FM Belfast: Don’t Want To Sleep
Sometimes, writing about certain bands actually is like dancing about architecture, especially when it comes to those bands that seemingly focus more on the performative elements of their music. The Icelandic foursome, FM Belfast, started out as a twosome in 2005 after couple Árni Rúnar Hlöðversson and Lóa Hlín Hjálmtýsdóttir received great feedback on a Christmas song they had made for some friends. After acquiring two other members, Árni Vilhjálmsson and Örvar Þóreyjarson Smárason, they officially joined the music scene in 2006.
At the SXSW Festival in Austin this year, MTV declared FM Belfast to be one of 2011’s “International Bands to Watch.” Yes, watch. It is ideal to see FM Belfast live before hearing their recorded work because of the initial shock their gloriously kitschy live set gives you. These extended aerobic workouts of electro pop are enhanced by mid-performance strip-downs from bow ties to briefs, groups of as many as 40 people onstage, occasional reinterpretations of bad-but-good songs, and a general who-the-hell-cares atmosphere.

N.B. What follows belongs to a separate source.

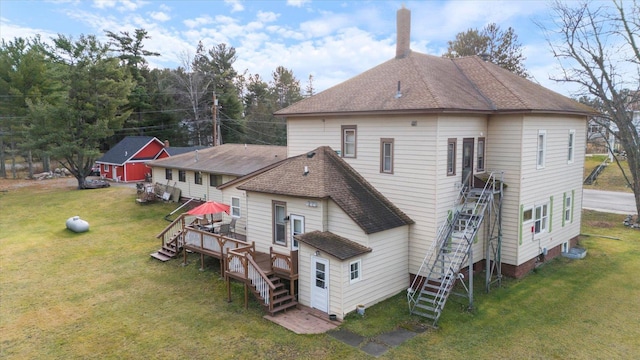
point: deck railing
(241, 265)
(284, 264)
(171, 233)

This year, FM Belfast released their second album, entitled Don’t Want To Sleep. In short, it definitely is an FM Belfast album, but it’s a bit louder, a bit moodier, and a bit more experimental than its predecessor, How to Make Friends. However, the lyrics still can seem to be complete balderdash or at least open to interpretation, depending upon how analytical one is. Although hints of regret and confusion color the first track, “Stripes,” and the fourth track, “Mondays,” these songs are still energizing, soulful and danceable. Absurdity abounds in “American,” a track that is beautified by the sweetly hazy vocals of Lóa. A clear break in the album is the track “I Don’t Want to Go to Sleep Either,” which, like the title of the album, serves as a kind of anthem for a band of such unstoppable energy. The album ends well with the track, “Happy Winter,” a track of solid and subtle beauty with well-balanced male/female parts and a detectable resolution.

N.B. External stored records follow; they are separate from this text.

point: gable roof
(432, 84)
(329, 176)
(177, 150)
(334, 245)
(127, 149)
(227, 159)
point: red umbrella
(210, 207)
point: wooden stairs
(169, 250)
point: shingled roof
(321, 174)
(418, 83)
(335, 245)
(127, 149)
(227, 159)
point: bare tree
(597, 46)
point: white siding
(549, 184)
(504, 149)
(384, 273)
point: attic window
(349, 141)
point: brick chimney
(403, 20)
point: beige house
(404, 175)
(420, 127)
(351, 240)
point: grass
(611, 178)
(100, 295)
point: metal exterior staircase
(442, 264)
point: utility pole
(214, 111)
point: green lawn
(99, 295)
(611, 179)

Amidst computer game sounds and plastic cowbells, there are rolling pianos and synths on this album, but the trumpet playing by mighty trumpeter Eiríkur Orri Ólafsson (Ghostigital) on the tracks “Vertigo” (one of the strongest on the album) and “We Fall,” gives this album a polished feel.
Don’t Want To Sleep truly is another good training session for a future show.